ORGHANON, Retrospectre
Ho già scritto che sto dalla parte di Sergio Calzoni. Del resto seguo il suo lavoro da 13-14 anni, ed è una cosa che suona strana, perché viviamo un’epoca in cui è quasi meccanico appassionarsi a un nome nuovo ogni tot mesi, dimenticando quello vecchio. Vedo i miei gusti cambiare, i gruppi sparire, la mia vita incasinarsi e disincasinarsi ciclicamente, eppure lui resiste, è una preferenza che non se ne va: ottimo scultore di suoni, discreto, attento alla qualità e poco incline a seguire le mode.

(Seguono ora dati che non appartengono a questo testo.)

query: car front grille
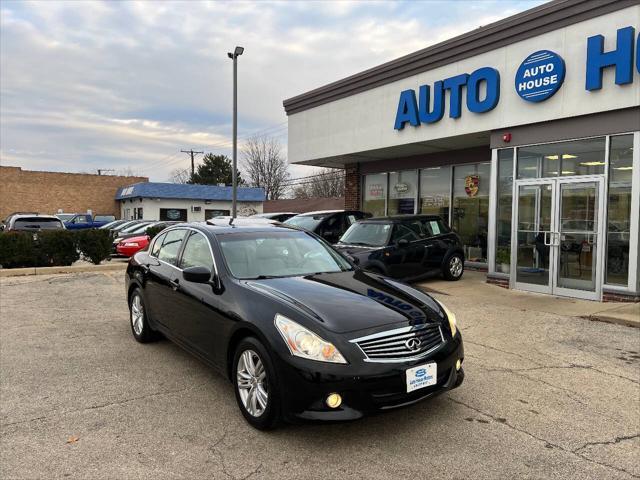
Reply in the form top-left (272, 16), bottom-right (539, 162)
top-left (352, 323), bottom-right (444, 362)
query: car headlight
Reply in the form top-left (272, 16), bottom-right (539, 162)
top-left (435, 299), bottom-right (457, 337)
top-left (274, 314), bottom-right (346, 364)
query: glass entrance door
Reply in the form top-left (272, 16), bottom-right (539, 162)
top-left (512, 177), bottom-right (604, 300)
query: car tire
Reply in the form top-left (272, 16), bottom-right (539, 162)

In passato avevo provato a spiegare ciò che faceva paragonandolo ad Alan Wilder, questa volta però non ascolto quella sorta di trip hop scuro che lo accomuna all’ex Depeche Mode, ma un album non ritmico e più disteso, sempre profondo grazie alle basse frequenze e sempre dettagliato. In Retrospectre, come intuibile, mette in musica la memoria, nello specifico quella della sua infanzia, trovandosi dunque (finalmente) su di un terreno molto calpestato di questi tempi, tanto che non mi sorprende che al mastering ci sia Taylor Deupree. Ad arricchire questi paesaggi sonori interiori ci sono interventi di terzi: arpa, violino, viola, violoncello, clarinetto e sassofono. La presenza – molto calibrata – di ciascuno di questi strumenti amplifica il sentimento di malinconia man mano che il tempo passa e rivela una mano quasi da compositore di colonne sonore cinematografiche: toccante l’incontro tra arpa e archi in “Dissolve”, triste oltre ogni possibile immaginazione il clarinetto di Josh Plotner in “Retrospectre II”.
In questi anni il ricordo è stato rappresentato con suoni che si sfaldano o che arrivano da lontano, Calzoni invece ha trovato una via più composta e in un certo classicheggiante. Per questo forse Retrospectre non sarà uno snodo fondamentale, ma di sicuro è un buon disco e l’ennesima conferma della bravura di Sergio.